Amorim Gustavo, Tao Ran, Lumley Thomas, Shaw Pamela A, Shepherd Bryan E
Department of Biostatistics, Vanderbilt University Medical Center, Nashville, TN, USA.
Vanderbilt Genetics Institute, Vanderbilt University Medical Center, Nashville, TN, USA.
Stat Med. 2025 Jul;44(15-17):e70111. doi: 10.1002/sim.70111.
Data collection procedures are often time-consuming and expensive. An alternative to collecting full information from all subjects enrolled in a study is a two-phase design: Variables that are inexpensive or easy to measure are obtained for the study population, and more specific, expensive, or hard-to-measure variables are collected only for a well-selected sample of individuals. Often, only these subjects that provided full information are used for inference, while those that were partially observed are discarded from the analysis. Recently, semiparametric approaches that use the entire dataset, resulting in fully efficient estimators, have been proposed. These estimators, however, have challenges incorporating multiple covariates, are computationally expensive, and depend on tuning parameters that affect their performance. In this paper, we propose an alternative semiparametric estimator that does not pose any distributional assumptions on the covariates or measurement error mechanism and can be applied to a wider range of settings. Although the proposed estimator is not semiparametric efficient, simulations show that the loss of efficiency to estimate the parameters associated with the partially observed covariates is minimal. We highlight the estimator's applicability to real-world problems, where data structures are complex and rich, and complicated regression models are often necessary.

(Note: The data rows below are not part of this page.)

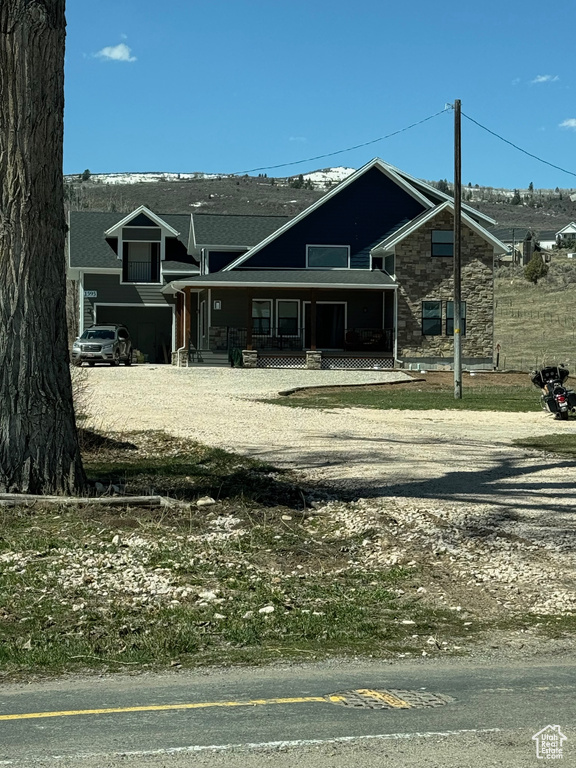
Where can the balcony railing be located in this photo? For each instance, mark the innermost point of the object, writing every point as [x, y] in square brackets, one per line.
[140, 272]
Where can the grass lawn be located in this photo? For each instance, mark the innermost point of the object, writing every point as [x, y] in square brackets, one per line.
[254, 577]
[435, 390]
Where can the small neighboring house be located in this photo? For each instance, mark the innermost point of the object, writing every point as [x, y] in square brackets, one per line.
[566, 235]
[360, 279]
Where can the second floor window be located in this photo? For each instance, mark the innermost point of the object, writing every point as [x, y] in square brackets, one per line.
[141, 263]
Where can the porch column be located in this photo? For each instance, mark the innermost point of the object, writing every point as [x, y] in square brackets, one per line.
[179, 323]
[313, 297]
[250, 321]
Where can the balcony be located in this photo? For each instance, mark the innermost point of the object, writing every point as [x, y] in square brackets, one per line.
[141, 272]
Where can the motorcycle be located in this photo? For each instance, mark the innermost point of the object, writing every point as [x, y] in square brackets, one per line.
[555, 397]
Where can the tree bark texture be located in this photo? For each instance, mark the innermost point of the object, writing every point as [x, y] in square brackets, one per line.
[39, 451]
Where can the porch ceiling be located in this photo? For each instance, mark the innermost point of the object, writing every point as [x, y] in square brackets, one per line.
[350, 279]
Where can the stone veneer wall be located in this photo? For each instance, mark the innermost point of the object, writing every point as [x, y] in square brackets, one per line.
[423, 277]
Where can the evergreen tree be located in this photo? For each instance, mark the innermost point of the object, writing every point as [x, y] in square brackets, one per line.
[535, 269]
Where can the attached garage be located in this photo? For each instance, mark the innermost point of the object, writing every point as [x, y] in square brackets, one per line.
[150, 327]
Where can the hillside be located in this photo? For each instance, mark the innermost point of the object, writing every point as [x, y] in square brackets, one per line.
[541, 210]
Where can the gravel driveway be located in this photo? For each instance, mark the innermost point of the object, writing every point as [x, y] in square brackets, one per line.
[504, 517]
[455, 454]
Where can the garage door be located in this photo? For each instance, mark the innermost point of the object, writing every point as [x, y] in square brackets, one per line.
[150, 328]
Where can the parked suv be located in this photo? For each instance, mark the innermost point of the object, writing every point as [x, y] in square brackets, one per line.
[103, 344]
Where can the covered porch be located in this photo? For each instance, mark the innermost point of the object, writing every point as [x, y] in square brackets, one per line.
[280, 325]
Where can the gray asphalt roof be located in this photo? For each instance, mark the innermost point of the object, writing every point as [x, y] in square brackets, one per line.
[88, 247]
[234, 230]
[348, 277]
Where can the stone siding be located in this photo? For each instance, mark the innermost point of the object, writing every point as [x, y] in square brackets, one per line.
[423, 277]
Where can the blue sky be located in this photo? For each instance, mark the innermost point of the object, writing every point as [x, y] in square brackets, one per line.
[230, 85]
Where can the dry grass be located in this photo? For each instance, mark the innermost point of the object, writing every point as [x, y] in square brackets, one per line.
[534, 324]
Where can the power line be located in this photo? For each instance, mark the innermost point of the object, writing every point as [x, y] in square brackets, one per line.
[540, 160]
[341, 151]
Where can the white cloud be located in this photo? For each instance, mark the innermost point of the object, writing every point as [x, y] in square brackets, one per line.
[120, 52]
[546, 79]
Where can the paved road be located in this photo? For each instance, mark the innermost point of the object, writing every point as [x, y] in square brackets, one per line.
[165, 720]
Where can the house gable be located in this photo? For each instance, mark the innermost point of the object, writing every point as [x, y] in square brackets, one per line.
[361, 214]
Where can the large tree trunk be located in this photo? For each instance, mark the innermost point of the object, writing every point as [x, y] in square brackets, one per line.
[39, 451]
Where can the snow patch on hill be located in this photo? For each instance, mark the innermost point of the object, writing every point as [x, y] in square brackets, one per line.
[320, 179]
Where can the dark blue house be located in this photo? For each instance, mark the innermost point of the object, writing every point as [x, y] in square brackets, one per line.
[362, 279]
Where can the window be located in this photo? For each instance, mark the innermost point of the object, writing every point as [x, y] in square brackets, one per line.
[262, 316]
[327, 256]
[450, 318]
[442, 242]
[141, 263]
[431, 318]
[288, 316]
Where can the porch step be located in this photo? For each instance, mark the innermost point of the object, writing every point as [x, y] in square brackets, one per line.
[205, 358]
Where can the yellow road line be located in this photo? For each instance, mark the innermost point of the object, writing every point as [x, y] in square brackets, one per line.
[388, 698]
[163, 707]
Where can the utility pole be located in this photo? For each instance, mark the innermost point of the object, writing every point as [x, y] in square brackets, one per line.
[457, 250]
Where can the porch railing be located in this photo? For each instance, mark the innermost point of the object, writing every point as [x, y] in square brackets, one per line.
[271, 339]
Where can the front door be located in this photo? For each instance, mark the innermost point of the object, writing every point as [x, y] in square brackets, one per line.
[330, 325]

数据收集程序通常既耗时又昂贵。一种替代从研究中所有纳入的受试者收集完整信息的方法是两阶段设计:为研究人群获取成本低廉或易于测量的变量,而仅为精心挑选的个体样本收集更具体、成本更高或难以测量的变量。通常,只有提供完整信息的这些受试者才用于推断,而那些部分观测到的受试者则从分析中剔除。最近,有人提出了使用整个数据集的半参数方法,从而得到完全有效的估计量。然而,这些估计量在纳入多个协变量方面存在挑战,计算成本高昂,并且依赖于影响其性能的调整参数。在本文中,我们提出了一种替代的半参数估计量,它对协变量或测量误差机制不做任何分布假设,并且可以应用于更广泛的情形。虽然所提出的估计量不是半参数有效的,但模拟表明,估计与部分观测到的协变量相关参数时效率的损失最小。我们强调了该估计量在现实世界问题中的适用性,在这些问题中,数据结构复杂且丰富,通常需要复杂的回归模型。